The first appearance of Joe Bonamassa on vocals for the folky blues of 'Song of Yesterday' for some strange reason, actually makes me think of the criminally underrated talents of Steve Overland, but the varied textures of this track and it's subtle reference to classic Sixties Motown within its outro certainly left me thinking just how perfectly matched vocally Joe and Glenn sound together.

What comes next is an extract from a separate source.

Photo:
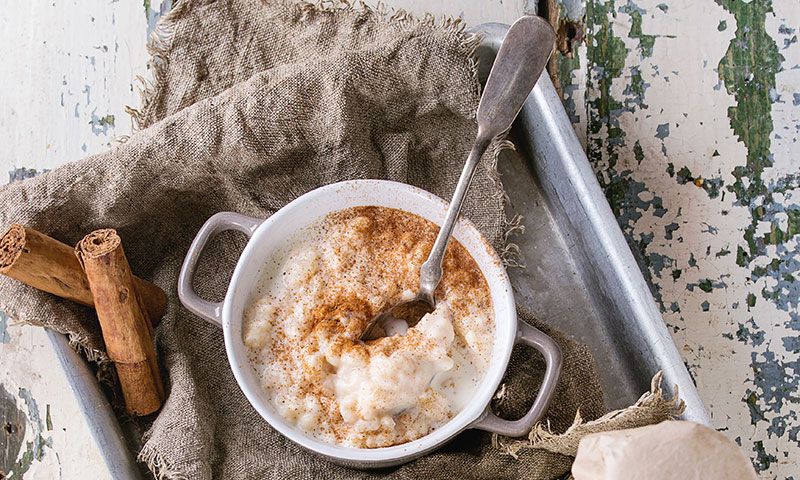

'No Time' sees the sound return to the Blues Rock bluster of the album's shorter tracks but with a Zeppelin-esque mid section this time. Then we get the Trapeze tune 'Medusa', that really does send things off into Classic Rock heaven, (or hell depending on your musical bent). The Hammond grind and Joe Bonamassa vocal of 'The Revolution In Me' is next up and is welcome respite from the band's growing tendency to jam the tune. This is something that they also just about manage to carry off within 'Stand (At The Burning Tree)' and the AC/DC romp of 'Sista Jane' (c'mon you can't tell me you don't recognise that riff) even though both tracks end up lasting to around the seven-minute mark.
As the album ends with an eleven-minute blues workout entitled 'Too Late For The Sun', I'm unfortunately left looking at my CD Player counter rather than being engrossed in what is going on musically, and if I'm honest the seemingly relentless jamming of the final third of the album has by the end of the track's spiralling coda left me feeling just a little cold.
Please don't get me wrong here, Black Country Communion's album is certainly one of Glenn's better side project/collaborations/bands, and the musicianship is absolutely faultless (especially Joe Bonamassa who really does shine throughout). If I'm brutally honest though I'm actually looking forward more to Glenn Hughes' upcoming UK solo tour when 'The Voice of Rock and Soul' really will be let loose.